What Better Treatment Could Look Like

Through his work at Nashville Addiction Recovery and its affiliated clinics, Dr. Jones provides concierge-level addiction treatment, including in-home detox and outpatient care. But he acknowledges that what’s available to private patients isn’t available to everyone.

“Most people don’t have access to services like this,” he says. “And that’s the problem. We need more pathways to high-quality, evidence-based treatment for people on the margins.”

He points to Room In The Inn—a faith-based nonprofit in Nashville—as a model that blends shelter, community, and recovery. “They’re treating the whole person. That’s what works.”

Reframing the Public Narrative

Dr.

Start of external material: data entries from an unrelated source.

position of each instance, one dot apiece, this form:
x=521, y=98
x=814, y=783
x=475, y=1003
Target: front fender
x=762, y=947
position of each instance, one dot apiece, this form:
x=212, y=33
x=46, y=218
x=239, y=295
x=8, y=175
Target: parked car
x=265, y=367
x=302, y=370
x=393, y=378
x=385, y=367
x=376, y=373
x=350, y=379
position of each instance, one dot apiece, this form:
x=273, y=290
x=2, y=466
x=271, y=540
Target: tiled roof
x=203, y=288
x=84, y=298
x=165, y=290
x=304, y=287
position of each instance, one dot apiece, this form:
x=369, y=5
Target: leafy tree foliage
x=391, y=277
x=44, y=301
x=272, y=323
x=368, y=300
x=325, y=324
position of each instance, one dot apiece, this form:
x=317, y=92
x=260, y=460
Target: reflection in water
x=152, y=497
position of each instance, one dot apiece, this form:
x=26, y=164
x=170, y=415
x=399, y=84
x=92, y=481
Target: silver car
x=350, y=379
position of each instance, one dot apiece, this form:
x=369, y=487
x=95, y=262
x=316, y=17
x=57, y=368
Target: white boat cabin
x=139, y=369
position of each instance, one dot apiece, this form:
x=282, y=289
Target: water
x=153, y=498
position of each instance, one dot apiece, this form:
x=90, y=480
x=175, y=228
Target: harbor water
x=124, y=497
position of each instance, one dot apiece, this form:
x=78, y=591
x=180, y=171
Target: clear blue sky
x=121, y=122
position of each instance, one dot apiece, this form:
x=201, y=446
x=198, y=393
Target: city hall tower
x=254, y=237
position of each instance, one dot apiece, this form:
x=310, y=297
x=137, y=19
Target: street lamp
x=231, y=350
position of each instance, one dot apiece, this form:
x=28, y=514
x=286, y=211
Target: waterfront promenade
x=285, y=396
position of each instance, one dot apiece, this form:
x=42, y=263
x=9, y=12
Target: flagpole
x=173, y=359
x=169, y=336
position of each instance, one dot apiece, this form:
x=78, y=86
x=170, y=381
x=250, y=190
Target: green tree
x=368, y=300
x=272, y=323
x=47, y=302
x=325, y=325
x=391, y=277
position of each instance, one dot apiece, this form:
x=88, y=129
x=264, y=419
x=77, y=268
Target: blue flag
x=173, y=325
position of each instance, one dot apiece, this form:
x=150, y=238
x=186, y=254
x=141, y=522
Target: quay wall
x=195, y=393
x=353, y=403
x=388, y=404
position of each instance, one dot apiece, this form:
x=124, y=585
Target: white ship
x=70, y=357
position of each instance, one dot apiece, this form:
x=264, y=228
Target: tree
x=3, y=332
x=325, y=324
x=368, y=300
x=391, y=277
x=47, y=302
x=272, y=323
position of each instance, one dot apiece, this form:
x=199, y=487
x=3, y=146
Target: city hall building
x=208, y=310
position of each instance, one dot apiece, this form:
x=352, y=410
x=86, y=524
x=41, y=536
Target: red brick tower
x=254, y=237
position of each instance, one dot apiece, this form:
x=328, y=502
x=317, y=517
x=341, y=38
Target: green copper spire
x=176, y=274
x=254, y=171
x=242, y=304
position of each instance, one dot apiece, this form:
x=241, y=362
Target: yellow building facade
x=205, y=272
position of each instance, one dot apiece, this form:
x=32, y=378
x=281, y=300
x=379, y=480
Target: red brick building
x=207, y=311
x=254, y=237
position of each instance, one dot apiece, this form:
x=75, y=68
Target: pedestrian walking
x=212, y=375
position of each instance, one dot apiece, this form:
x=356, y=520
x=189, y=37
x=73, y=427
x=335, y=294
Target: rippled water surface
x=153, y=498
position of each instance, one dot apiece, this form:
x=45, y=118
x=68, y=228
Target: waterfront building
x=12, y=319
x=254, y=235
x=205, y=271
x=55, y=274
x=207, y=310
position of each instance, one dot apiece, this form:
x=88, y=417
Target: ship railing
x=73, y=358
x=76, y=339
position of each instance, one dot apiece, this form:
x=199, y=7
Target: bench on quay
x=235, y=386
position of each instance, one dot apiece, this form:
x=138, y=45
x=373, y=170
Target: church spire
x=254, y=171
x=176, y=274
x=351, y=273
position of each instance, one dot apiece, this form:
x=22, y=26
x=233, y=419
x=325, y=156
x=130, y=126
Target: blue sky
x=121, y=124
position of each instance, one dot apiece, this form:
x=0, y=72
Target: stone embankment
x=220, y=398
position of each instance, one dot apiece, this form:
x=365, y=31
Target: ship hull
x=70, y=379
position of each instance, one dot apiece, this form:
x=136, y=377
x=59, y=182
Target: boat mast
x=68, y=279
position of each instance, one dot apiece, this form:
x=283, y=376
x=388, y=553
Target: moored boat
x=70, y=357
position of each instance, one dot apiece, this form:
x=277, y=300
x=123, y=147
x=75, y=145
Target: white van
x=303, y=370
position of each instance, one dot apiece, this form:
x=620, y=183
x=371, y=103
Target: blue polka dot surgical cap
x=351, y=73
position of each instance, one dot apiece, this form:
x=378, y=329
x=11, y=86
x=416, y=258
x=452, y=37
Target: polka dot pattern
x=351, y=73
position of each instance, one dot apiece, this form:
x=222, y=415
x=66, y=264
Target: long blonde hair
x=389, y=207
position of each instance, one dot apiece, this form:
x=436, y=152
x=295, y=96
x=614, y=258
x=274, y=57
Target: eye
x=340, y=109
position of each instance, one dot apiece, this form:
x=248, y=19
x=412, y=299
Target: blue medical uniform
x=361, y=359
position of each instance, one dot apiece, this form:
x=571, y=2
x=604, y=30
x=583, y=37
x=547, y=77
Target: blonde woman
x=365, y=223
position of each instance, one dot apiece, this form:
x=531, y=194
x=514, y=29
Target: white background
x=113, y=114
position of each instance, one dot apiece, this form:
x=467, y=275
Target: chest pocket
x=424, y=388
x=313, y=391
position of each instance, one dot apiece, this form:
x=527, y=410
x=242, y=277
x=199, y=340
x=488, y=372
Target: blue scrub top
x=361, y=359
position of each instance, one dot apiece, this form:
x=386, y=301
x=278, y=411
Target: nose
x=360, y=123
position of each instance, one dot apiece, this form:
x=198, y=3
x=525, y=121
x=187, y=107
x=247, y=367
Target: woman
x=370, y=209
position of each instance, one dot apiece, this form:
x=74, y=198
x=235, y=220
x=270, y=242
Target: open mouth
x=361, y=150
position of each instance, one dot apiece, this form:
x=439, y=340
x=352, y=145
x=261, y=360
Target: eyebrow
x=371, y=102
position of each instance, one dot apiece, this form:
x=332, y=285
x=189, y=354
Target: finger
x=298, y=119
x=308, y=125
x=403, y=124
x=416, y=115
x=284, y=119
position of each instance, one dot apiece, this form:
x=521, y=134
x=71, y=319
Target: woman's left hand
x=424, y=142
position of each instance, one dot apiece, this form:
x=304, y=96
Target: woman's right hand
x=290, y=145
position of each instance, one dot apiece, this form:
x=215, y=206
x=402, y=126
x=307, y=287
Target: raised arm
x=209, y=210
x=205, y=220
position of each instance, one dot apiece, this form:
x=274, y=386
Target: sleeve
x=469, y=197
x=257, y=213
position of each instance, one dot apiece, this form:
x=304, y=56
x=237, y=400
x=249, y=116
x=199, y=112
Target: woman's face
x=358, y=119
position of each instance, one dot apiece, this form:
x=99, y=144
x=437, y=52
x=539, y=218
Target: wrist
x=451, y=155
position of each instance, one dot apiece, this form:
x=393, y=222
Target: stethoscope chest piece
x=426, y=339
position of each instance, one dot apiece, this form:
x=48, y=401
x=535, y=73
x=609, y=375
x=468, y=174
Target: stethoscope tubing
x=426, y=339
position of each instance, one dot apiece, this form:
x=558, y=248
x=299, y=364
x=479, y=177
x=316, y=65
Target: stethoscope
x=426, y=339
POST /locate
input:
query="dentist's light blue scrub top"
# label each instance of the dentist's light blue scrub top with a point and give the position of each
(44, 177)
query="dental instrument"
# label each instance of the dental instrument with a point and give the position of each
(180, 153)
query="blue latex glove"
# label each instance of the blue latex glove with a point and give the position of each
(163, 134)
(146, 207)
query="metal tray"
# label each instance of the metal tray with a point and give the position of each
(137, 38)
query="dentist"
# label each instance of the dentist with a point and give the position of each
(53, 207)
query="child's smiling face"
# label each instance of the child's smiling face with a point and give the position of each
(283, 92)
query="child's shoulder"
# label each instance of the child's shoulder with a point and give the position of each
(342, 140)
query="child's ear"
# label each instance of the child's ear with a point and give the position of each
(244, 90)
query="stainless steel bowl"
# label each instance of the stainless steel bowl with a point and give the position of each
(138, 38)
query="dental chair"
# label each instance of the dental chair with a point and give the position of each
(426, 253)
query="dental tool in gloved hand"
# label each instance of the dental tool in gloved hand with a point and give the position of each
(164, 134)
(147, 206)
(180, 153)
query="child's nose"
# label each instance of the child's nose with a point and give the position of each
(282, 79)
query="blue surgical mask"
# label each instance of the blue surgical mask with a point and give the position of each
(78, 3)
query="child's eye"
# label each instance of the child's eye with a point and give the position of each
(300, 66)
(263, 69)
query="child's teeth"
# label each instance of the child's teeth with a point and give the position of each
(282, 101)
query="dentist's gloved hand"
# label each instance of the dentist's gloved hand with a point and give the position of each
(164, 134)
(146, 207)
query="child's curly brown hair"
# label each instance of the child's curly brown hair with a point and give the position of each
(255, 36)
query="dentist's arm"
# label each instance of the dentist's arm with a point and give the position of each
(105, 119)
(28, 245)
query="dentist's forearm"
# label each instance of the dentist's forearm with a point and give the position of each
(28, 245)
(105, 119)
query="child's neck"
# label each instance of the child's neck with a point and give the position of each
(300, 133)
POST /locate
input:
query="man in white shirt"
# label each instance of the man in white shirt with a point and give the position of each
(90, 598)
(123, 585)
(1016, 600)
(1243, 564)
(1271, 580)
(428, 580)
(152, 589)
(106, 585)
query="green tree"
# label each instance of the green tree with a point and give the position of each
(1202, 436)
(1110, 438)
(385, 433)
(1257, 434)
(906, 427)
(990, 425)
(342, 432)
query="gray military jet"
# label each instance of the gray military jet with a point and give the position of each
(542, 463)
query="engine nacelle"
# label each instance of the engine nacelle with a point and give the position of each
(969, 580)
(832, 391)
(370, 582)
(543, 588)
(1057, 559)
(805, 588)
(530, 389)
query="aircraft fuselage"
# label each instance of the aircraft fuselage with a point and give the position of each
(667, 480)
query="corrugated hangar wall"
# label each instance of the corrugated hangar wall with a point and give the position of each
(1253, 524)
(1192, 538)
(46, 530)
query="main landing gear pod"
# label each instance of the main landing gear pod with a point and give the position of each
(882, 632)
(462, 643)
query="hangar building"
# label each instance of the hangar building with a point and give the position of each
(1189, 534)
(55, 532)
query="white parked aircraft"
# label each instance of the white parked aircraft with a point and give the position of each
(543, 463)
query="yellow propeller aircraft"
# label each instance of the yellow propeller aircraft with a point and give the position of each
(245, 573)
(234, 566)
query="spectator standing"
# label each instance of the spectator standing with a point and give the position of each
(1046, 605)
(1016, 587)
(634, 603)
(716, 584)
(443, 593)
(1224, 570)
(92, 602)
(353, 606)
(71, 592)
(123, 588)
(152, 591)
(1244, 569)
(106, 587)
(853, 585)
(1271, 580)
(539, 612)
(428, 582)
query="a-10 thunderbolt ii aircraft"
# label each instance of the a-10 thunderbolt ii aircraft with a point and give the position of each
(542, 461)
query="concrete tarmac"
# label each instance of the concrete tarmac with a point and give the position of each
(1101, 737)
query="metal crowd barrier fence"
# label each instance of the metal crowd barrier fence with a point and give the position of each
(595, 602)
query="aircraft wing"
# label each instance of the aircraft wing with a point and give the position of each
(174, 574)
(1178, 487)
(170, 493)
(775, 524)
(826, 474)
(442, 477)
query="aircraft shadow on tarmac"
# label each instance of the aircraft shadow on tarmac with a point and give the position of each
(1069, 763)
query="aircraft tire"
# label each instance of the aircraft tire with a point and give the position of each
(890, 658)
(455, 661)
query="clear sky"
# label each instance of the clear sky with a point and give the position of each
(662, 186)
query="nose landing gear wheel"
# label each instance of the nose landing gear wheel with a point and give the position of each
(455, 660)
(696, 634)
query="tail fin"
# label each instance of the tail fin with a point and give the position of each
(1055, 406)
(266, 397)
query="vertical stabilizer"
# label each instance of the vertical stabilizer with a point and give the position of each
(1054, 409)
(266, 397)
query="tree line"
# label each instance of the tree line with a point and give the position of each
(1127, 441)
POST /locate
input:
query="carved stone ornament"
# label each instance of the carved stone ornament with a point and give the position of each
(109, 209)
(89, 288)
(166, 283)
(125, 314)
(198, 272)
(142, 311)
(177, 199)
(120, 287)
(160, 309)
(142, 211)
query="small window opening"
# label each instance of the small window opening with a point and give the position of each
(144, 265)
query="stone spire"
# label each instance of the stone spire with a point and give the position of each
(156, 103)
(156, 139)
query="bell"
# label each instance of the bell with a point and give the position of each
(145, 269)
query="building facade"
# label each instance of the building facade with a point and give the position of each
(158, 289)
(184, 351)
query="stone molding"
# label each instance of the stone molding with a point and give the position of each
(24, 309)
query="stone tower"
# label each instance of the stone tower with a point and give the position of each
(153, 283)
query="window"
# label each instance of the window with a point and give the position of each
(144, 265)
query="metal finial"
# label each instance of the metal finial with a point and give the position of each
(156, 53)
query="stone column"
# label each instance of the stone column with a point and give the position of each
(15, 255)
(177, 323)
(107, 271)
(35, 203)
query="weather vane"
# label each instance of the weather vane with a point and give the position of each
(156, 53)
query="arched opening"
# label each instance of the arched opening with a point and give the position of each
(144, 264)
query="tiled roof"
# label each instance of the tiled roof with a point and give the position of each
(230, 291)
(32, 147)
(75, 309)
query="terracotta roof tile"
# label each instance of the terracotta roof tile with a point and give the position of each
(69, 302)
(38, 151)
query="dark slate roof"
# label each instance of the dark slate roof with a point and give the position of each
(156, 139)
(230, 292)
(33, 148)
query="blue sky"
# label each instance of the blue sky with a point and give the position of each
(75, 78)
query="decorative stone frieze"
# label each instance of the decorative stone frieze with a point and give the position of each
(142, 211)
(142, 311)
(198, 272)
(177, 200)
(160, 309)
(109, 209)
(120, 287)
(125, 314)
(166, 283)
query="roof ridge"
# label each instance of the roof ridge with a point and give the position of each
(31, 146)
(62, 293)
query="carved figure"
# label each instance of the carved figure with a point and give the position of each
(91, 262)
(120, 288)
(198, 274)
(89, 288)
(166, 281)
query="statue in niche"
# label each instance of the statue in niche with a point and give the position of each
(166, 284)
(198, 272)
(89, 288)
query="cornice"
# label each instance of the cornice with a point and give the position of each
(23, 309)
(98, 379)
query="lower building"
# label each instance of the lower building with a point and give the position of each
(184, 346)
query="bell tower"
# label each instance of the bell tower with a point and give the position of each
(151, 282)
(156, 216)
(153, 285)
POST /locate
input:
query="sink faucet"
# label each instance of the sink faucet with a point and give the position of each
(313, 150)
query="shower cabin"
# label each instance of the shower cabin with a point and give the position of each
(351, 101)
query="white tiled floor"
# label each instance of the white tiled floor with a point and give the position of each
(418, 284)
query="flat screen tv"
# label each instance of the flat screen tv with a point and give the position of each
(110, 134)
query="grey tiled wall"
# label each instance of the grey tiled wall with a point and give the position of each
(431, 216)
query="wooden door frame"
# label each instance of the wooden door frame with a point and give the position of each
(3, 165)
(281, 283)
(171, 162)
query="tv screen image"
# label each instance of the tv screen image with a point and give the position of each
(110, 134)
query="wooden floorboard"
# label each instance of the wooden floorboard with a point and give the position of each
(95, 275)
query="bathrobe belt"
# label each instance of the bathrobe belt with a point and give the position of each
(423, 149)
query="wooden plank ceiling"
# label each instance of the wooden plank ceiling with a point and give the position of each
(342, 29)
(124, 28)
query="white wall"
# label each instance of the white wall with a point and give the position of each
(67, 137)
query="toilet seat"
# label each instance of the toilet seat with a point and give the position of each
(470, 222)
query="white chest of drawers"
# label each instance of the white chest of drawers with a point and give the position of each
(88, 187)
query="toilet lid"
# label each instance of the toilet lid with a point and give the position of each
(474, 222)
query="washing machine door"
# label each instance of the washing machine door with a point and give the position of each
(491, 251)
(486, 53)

Roger Starner Jones hopes to reframe the conversation about the causes of homelessness, not just through his clinic in Tennessee, but through a more compassionate and integrated approach to treating addiction and mental illness.

“We’ve got to stop treating addiction like a character flaw,” he says. “It’s a chronic medical condition that deserves treatment. And if we treat it, we have a real shot at solving homelessness.”

Still, he’s not naïve. “Reinstitutionalization will be controversial,” he admits. “But the alternative, letting people die on the streets, is worse. If we want a more humane society, we’ve got to make tough, smart decisions.”